‘Game of Thrones’ producers on epic Season 8 battle: ‘Never been done before’
Warning: Spoilers loom ahead.
Year after year, nearly every Game of Thrones season is defined by one major, sprawling battle sequence. And from the sounds of new reports, Season 8 will deliver a battle to end all battles.
And we are straight shook by what it could mean.
Watchers on the Wall reported on the now-deleted Instagram post from a Game of Thrones assistant director, Jonathan Quinlan. The post featured a letter from “The Producer Types” on the show, thanking “the Night Dragons” (aka the cast and crew) for shooting in “the cold, the snow, the rain, the mud, the sheep shit of Toome and the winds of Magheramorne.”
Weeks ago, we warned you about leaked set images of what appeared to be an epic battle showing Winterfell entirely engulfed in flames. We did lots of analysis on what it meant, concluding that the most logical answer was that the White Walkers — equipped with an ice-breathing undead dragon (or dare we say, Night Dragon?) — went straight to the nearest stronghold close to the Wall.
And by the looks of that, and the sounds of this, you should start saying goodbye to the ashes of Winterfell.
The two sets mentioned in the note are known locations for the Winterfell region. In the now-deleted Instagram caption, Quinlan mentions a mysterious, unnamed third location, too.
One thing is clear though. We’re in for another life-altering battle sequence.
Since “Blackwater” in Season 2, Game of Thrones battles only continued to raise the stakes, redefining what we thought possible for cinematic war experiences (whether in TV or film). We don’t just mean on the level of technical and visual innovation either, though that’s certainly part of it.

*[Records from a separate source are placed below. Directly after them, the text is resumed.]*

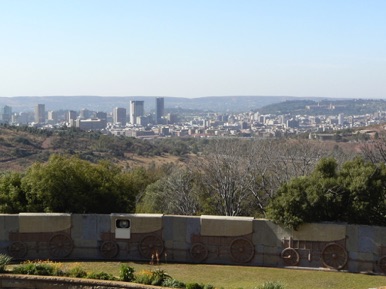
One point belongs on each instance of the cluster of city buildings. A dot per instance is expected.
(134, 122)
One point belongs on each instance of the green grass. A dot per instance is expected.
(248, 277)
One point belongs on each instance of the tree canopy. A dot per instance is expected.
(355, 193)
(69, 184)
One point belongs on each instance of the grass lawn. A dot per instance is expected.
(248, 277)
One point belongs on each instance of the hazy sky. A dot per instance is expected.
(193, 48)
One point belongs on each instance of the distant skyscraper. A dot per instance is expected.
(71, 115)
(119, 115)
(52, 116)
(5, 114)
(136, 110)
(40, 113)
(159, 109)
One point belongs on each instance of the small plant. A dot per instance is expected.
(77, 272)
(4, 261)
(101, 276)
(271, 285)
(126, 273)
(44, 268)
(172, 283)
(158, 276)
(144, 277)
(194, 286)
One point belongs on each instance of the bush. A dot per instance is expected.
(173, 283)
(156, 277)
(271, 285)
(44, 268)
(76, 272)
(4, 261)
(194, 286)
(126, 273)
(144, 277)
(101, 276)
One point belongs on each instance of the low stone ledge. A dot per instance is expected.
(16, 281)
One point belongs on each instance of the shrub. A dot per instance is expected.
(172, 283)
(101, 276)
(144, 277)
(77, 272)
(4, 261)
(126, 273)
(45, 268)
(271, 285)
(158, 276)
(194, 286)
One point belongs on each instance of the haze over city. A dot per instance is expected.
(193, 48)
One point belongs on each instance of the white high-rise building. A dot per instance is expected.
(119, 115)
(136, 110)
(40, 113)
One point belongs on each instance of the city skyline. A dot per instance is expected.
(193, 49)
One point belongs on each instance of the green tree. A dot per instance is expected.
(353, 194)
(69, 184)
(12, 196)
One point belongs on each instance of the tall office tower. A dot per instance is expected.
(119, 115)
(136, 110)
(52, 116)
(159, 109)
(5, 114)
(84, 113)
(71, 115)
(101, 115)
(40, 113)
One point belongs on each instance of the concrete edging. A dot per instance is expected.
(16, 281)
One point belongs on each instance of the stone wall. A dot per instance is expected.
(195, 239)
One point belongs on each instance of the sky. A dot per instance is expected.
(193, 48)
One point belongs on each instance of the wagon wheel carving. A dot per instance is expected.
(18, 249)
(290, 257)
(151, 245)
(382, 264)
(334, 256)
(242, 250)
(60, 245)
(199, 252)
(109, 249)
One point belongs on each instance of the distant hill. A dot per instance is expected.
(107, 103)
(325, 106)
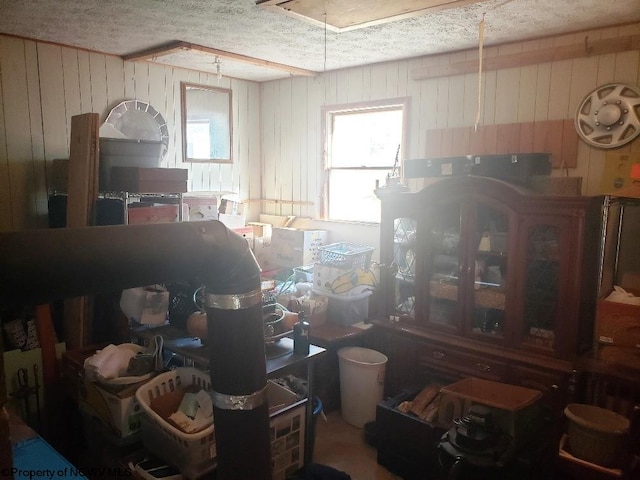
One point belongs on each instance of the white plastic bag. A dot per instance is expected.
(620, 295)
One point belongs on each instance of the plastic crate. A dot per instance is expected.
(194, 454)
(346, 255)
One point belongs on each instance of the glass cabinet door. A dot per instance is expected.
(542, 283)
(404, 261)
(444, 265)
(488, 267)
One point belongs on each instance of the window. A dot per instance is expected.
(363, 142)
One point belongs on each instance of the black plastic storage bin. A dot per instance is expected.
(513, 168)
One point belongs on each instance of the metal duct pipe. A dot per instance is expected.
(38, 266)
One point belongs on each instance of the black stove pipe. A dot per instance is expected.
(38, 266)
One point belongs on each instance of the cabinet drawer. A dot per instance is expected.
(465, 363)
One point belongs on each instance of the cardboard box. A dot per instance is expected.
(287, 427)
(625, 357)
(292, 247)
(342, 281)
(515, 409)
(200, 208)
(621, 176)
(264, 230)
(232, 220)
(347, 310)
(315, 308)
(618, 324)
(246, 233)
(116, 407)
(152, 214)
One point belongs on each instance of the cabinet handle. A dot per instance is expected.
(483, 367)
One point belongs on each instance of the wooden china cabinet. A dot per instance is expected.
(488, 279)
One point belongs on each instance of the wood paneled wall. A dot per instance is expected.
(43, 85)
(291, 138)
(278, 144)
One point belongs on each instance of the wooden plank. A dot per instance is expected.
(345, 16)
(569, 151)
(508, 138)
(173, 47)
(17, 130)
(460, 144)
(543, 55)
(83, 192)
(6, 219)
(434, 143)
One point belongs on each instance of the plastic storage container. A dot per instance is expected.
(345, 255)
(362, 372)
(194, 454)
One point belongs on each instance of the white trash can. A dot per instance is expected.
(361, 383)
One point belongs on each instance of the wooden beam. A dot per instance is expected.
(552, 54)
(354, 14)
(82, 195)
(155, 53)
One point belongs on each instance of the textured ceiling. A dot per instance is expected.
(127, 27)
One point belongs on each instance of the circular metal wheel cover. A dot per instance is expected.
(609, 117)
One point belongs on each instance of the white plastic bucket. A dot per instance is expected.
(361, 383)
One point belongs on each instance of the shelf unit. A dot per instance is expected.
(485, 278)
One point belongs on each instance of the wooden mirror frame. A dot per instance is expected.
(218, 117)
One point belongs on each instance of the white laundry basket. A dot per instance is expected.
(362, 373)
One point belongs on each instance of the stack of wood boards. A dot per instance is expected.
(425, 404)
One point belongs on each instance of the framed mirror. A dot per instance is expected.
(206, 124)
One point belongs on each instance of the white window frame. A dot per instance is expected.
(328, 114)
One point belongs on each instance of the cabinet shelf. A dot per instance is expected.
(528, 295)
(484, 297)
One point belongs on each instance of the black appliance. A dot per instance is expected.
(475, 449)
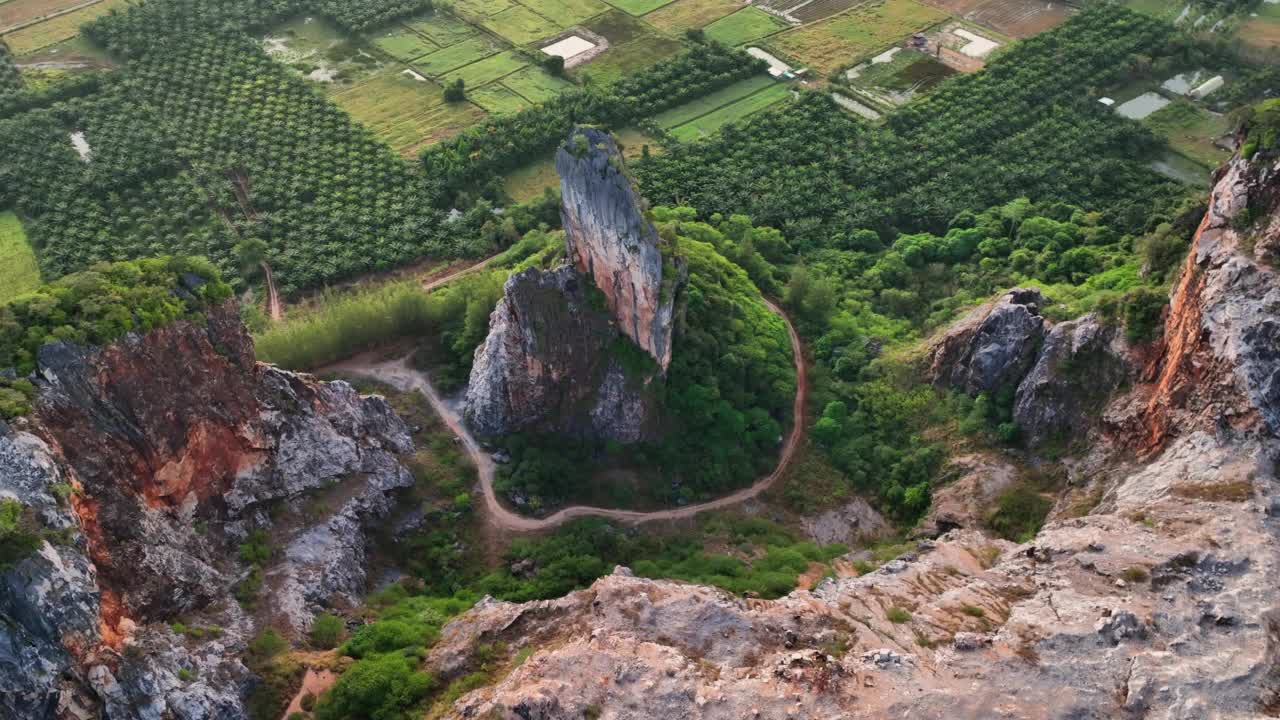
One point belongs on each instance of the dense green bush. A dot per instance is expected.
(1019, 513)
(19, 536)
(99, 305)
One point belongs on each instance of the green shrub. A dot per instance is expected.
(383, 687)
(327, 630)
(19, 534)
(1019, 513)
(897, 615)
(266, 645)
(99, 305)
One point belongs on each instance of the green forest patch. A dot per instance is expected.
(496, 98)
(744, 26)
(681, 114)
(406, 113)
(456, 57)
(686, 14)
(1191, 131)
(443, 28)
(488, 69)
(713, 121)
(403, 44)
(618, 62)
(845, 39)
(567, 12)
(520, 24)
(18, 269)
(535, 85)
(639, 7)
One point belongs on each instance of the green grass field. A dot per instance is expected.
(406, 113)
(443, 28)
(744, 26)
(841, 40)
(18, 269)
(403, 44)
(713, 121)
(520, 24)
(684, 14)
(497, 99)
(1191, 131)
(681, 114)
(625, 59)
(567, 12)
(535, 85)
(529, 181)
(488, 69)
(639, 7)
(618, 27)
(55, 30)
(456, 57)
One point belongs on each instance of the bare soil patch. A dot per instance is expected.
(1020, 18)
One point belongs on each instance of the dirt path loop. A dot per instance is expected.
(273, 297)
(402, 376)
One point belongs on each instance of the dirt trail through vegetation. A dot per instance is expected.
(401, 374)
(273, 297)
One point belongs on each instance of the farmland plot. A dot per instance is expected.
(839, 41)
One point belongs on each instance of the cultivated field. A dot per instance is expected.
(21, 12)
(496, 98)
(520, 24)
(489, 69)
(443, 28)
(954, 7)
(639, 7)
(681, 114)
(535, 85)
(403, 44)
(713, 121)
(684, 14)
(18, 269)
(842, 40)
(406, 113)
(744, 26)
(627, 58)
(456, 57)
(1191, 131)
(1020, 18)
(54, 30)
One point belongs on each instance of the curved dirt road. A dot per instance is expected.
(400, 374)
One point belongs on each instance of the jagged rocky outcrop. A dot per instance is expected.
(1148, 593)
(581, 349)
(993, 346)
(146, 464)
(609, 240)
(1220, 361)
(549, 363)
(1079, 365)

The Battle of Blackwater Bay not only shifted the tides of the war (literally), but ignited the most character-defining moments for The Hound, Tyrion, Cersei, Davos, Stannis, and Pod. In Season 3, the Red Wedding changed everything, as we realized nowhere was safe — not even a celebration in a longtime ally’s dining hall. Next, the Battle for the Wall introduced giants led by an army of wildlings with numbers never seen before; not to mention the blurred lines of fighting against people Jon had come to love. The Battle of Hardhome arguably saved Season 5 from total irrelevance, at last revealing what that nebulous White Walker threat was truly capable of, in all its unending horror. The critically-acclaimed Battle of the Bastards changed our perspective on scale, wrestling us into the dirt of a war that Jon could survive (at great cost), but never truly win.

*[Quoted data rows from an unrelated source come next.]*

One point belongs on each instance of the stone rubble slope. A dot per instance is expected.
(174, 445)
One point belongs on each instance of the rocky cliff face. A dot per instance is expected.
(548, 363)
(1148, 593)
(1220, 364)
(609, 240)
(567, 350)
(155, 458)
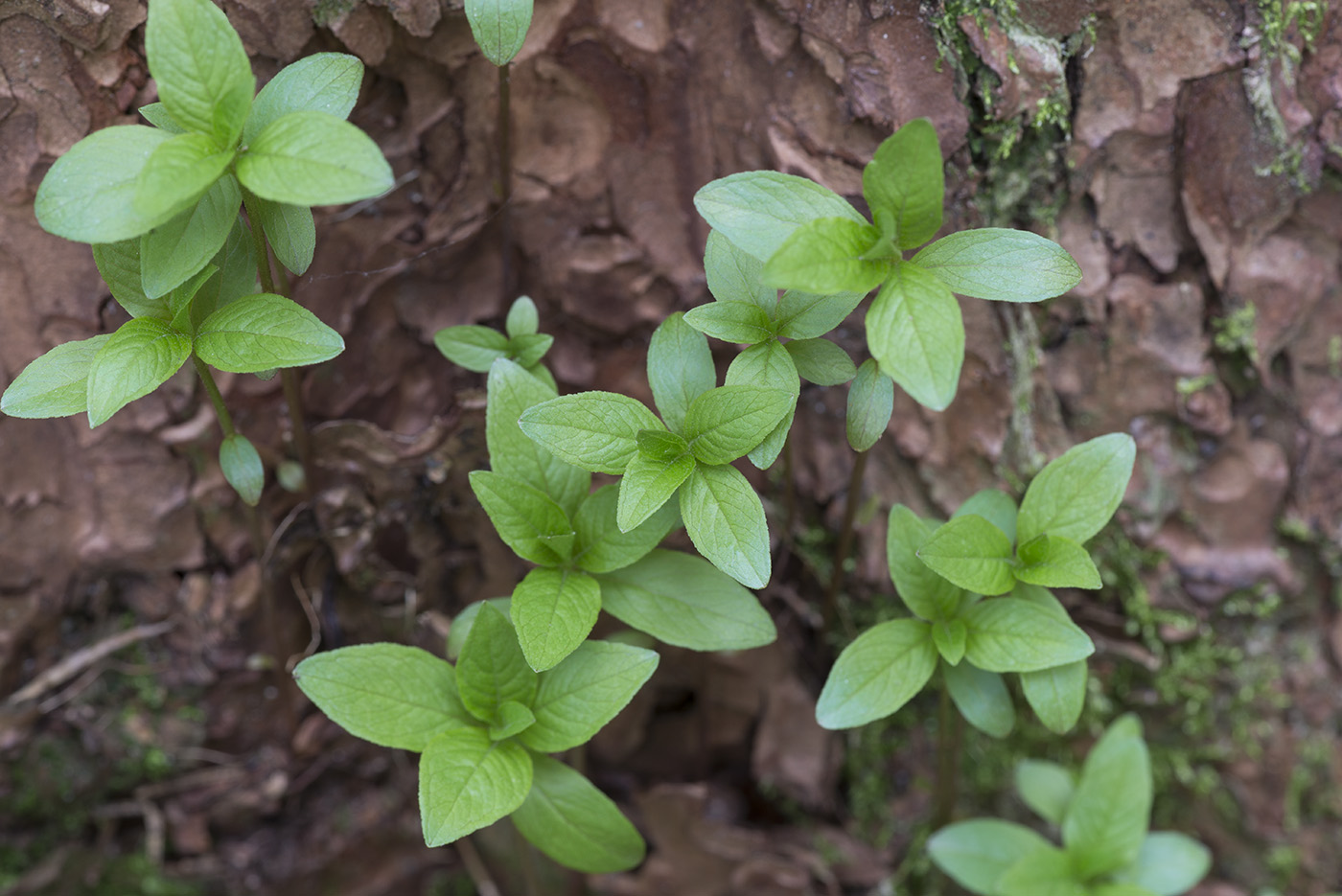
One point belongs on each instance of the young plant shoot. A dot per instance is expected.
(1103, 816)
(163, 208)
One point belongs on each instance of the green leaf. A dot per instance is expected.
(553, 610)
(871, 402)
(970, 553)
(1107, 818)
(949, 636)
(724, 425)
(1079, 491)
(513, 719)
(499, 27)
(976, 853)
(57, 384)
(87, 195)
(680, 368)
(828, 255)
(905, 178)
(1010, 634)
(177, 173)
(647, 487)
(995, 506)
(758, 211)
(922, 590)
(492, 668)
(314, 158)
(733, 275)
(118, 264)
(1006, 265)
(1168, 864)
(1056, 695)
(574, 824)
(915, 332)
(469, 782)
(290, 231)
(203, 73)
(138, 357)
(1044, 872)
(821, 362)
(157, 116)
(522, 318)
(472, 346)
(596, 431)
(878, 674)
(1046, 788)
(580, 695)
(725, 520)
(242, 467)
(805, 315)
(264, 332)
(601, 546)
(325, 82)
(982, 698)
(526, 517)
(393, 695)
(769, 365)
(740, 322)
(512, 391)
(684, 601)
(177, 248)
(1053, 561)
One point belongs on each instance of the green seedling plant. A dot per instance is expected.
(545, 510)
(163, 207)
(485, 731)
(943, 571)
(1103, 816)
(812, 241)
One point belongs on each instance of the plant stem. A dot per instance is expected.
(949, 735)
(505, 126)
(849, 514)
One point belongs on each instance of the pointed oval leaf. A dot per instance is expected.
(324, 82)
(1079, 491)
(553, 610)
(915, 332)
(314, 158)
(758, 211)
(680, 368)
(389, 694)
(982, 698)
(87, 195)
(1010, 634)
(138, 358)
(580, 695)
(469, 782)
(264, 332)
(56, 384)
(725, 520)
(1002, 264)
(871, 402)
(684, 601)
(878, 674)
(574, 824)
(203, 73)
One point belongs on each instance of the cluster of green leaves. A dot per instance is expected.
(163, 205)
(942, 571)
(1103, 816)
(812, 241)
(485, 730)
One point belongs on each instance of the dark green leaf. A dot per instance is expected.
(1006, 265)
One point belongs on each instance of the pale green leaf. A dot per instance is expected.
(393, 695)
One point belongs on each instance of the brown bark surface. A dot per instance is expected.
(1198, 190)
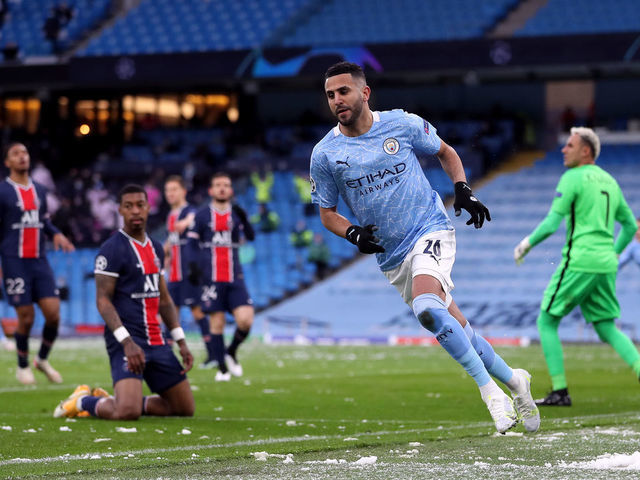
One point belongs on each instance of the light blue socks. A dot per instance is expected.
(434, 316)
(493, 362)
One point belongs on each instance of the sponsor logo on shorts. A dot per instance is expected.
(101, 262)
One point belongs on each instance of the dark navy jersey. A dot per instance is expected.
(181, 247)
(24, 220)
(218, 233)
(137, 268)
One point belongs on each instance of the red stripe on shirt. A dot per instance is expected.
(29, 236)
(147, 256)
(175, 266)
(222, 256)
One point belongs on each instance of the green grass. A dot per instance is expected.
(325, 403)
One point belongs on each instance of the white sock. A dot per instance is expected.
(515, 384)
(79, 402)
(489, 389)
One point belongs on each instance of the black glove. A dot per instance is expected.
(465, 199)
(194, 273)
(247, 228)
(364, 239)
(239, 211)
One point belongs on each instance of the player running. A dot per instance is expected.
(180, 252)
(369, 159)
(217, 228)
(131, 292)
(28, 277)
(591, 202)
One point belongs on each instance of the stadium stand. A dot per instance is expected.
(564, 17)
(25, 22)
(346, 22)
(485, 272)
(499, 298)
(166, 26)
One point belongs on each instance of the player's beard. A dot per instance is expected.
(221, 199)
(356, 111)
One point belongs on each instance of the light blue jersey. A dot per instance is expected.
(378, 175)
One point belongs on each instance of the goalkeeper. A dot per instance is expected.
(591, 202)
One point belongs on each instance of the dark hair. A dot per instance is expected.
(7, 147)
(131, 188)
(218, 175)
(177, 179)
(345, 67)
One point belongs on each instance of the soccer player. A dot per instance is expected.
(217, 228)
(369, 159)
(180, 253)
(632, 252)
(28, 277)
(591, 202)
(131, 292)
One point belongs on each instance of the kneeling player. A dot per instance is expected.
(131, 291)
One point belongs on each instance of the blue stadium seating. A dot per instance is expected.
(566, 17)
(24, 23)
(167, 26)
(384, 21)
(485, 272)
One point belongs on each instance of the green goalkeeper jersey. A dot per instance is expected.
(591, 202)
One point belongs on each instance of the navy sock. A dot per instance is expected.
(217, 342)
(49, 334)
(22, 347)
(203, 323)
(89, 404)
(238, 337)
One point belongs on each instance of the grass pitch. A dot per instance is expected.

Finally, there was the awfully named but most jaw-dropping of all: The Loot Train Attack, which was the arguable climax of Season 7. Finally, the dragons and Dothraki hordes were put into action, but somehow still paled in comparison to the enormous inner battle of not knowing which side to root for.
All of that is to say: We’re not at all ready for what is to come in Season 8. From fans to Sansa: None. Of. Us. Are. Ready.
We repeat: This is the longest battle shoot in Game of Thrones history. Those 55 consecutive nights of shooting absolutely dwarf the already insane 25-day shoot for Battle of the Bastards. Time is one of the most precious and valuable resources during a production. Investing such a large portion of the show’s limited time, effort, and budget into a single battle already gives us a sense of the sheer scope we’ll be dealing with.
Wanna know the worst/best part? We’re not even sure this will be the biggest shoot. Next up, the cast and crew is set to film for King’s Landing. So hold onto your butts, because other leaks and hints (not to mention Dany’s prophetic vision, as seen above) indicate we’ll see that crumble, too.
Are you hyperventilating yet? Well you should start. Because everything you’ve ever known and loved will turn to ash by the end of Season 8 in 2019.
“When tens of millions of people around the world watch this episode a year from now, they won’t know how hard you worked. They won’t care how tired you were or how tough it was to do your job in sub-freezing temperatures,” the note from producers reads.
“They’ll just understand that they’re watching something that’s never been done before.”